If facilities for the procedure are available, medical thoracoscopy should be performed in patients with undiagnosed effusions because of its high diagnostic sensitivity in malignant and tuberculous pleural effusions. The tissue obtained will usually provide a higher yield of the positive TB cultures and determination of hormone receptors in breast cancer.

The application of medical thoracoscopy allows the simultaneous insufflation of talc powder, which currently offers the best results in pleurodesis. Further therapeutic advantages include complete fluid removal and evaluation of the re-expansion potential of the lung. Fibrinous loculations in TB and empyema can be easily removed, thus creating a single pleural cavity that can be treated more effectively.

Malignant Pleural Effusions

Malignant pleural effusions are the leading diagnostic and therapeutic indication for medical thoracoscopy.¹⁵ In a prospective intrapatient comparison in 208 patients, the diagnostic yield of medical thoracoscopy was 95% vs 62% for pleural fluid cytology and 44% for percutaneous needle biopsy. Medical thoracoscopy showed a significantly higher sensitivity (p < 0.001) than needle biopsy plus cytology, which were positive in 74%. All methods taken together were diagnostic in 97% of cases of malignant pleural effusions. These results have been confirmed by others.⁸

In our experience, there is no difference in the yield for the different types of malignant pleural effusions: 96% in 67 cases of lung carcinoma, 96% in 154 cases with extrathoracic primary tumors, and 92% in 66 cases with diffuse malignant mesothelioma.

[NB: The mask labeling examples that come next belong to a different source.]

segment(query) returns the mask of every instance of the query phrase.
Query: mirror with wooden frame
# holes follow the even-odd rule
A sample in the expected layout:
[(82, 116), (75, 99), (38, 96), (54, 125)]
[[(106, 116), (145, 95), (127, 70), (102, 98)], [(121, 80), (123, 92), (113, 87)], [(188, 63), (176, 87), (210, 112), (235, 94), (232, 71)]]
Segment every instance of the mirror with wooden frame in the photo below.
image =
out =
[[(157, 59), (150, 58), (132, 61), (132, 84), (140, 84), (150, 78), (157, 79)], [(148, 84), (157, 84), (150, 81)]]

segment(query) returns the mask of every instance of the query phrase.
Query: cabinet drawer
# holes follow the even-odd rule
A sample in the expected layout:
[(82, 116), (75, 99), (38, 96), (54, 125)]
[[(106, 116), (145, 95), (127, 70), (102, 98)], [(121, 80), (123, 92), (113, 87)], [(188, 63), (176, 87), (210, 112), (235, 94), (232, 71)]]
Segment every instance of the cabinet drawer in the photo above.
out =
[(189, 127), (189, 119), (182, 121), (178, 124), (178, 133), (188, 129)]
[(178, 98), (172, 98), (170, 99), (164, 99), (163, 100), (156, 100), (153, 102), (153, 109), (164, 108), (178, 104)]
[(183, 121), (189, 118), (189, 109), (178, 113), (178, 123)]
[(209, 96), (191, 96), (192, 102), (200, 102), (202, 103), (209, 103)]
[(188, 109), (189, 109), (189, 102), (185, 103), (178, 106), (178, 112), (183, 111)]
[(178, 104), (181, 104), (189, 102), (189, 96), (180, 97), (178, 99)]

The reasons for false-negative thoracoscopy results include insufficient and nonrepresentative biopsies, the experience of the thoracoscopist, and the presence of adhesions, which deny access to neoplastic tissue.¹⁶

Medical thoracoscopy is helpful in the staging of lung cancer, diffuse malignant mesothelioma, and metastatic cancer. In the case of concomitant pleural effusion in lung cancer that otherwise appears resectable, medical thoracoscopy is indicated as a staging procedure to distinguish malignant from paramalignant effusion. The latter condition would allow for resection of the tumor; however, in 80 to 95% of the patients, the effusion is due to tumor spread and surgical cure is not possible. Thus, medical thoracoscopy can help avoid unnecessary thoracotomy.⁸

In diffuse malignant mesothelioma, medical thoracoscopy provides an earlier diagnosis, more precise histologic classification due to a larger, more representative biopsy, and more accurate staging.^17,18 This may have important therapeutic implications, as better responses to local immunotherapy or chemotherapy in stages I and II have been observed. Thoracoscopy is also helpful in the diagnosis of benign asbestos-related pleural effusion, which is a diagnosis of exclusion.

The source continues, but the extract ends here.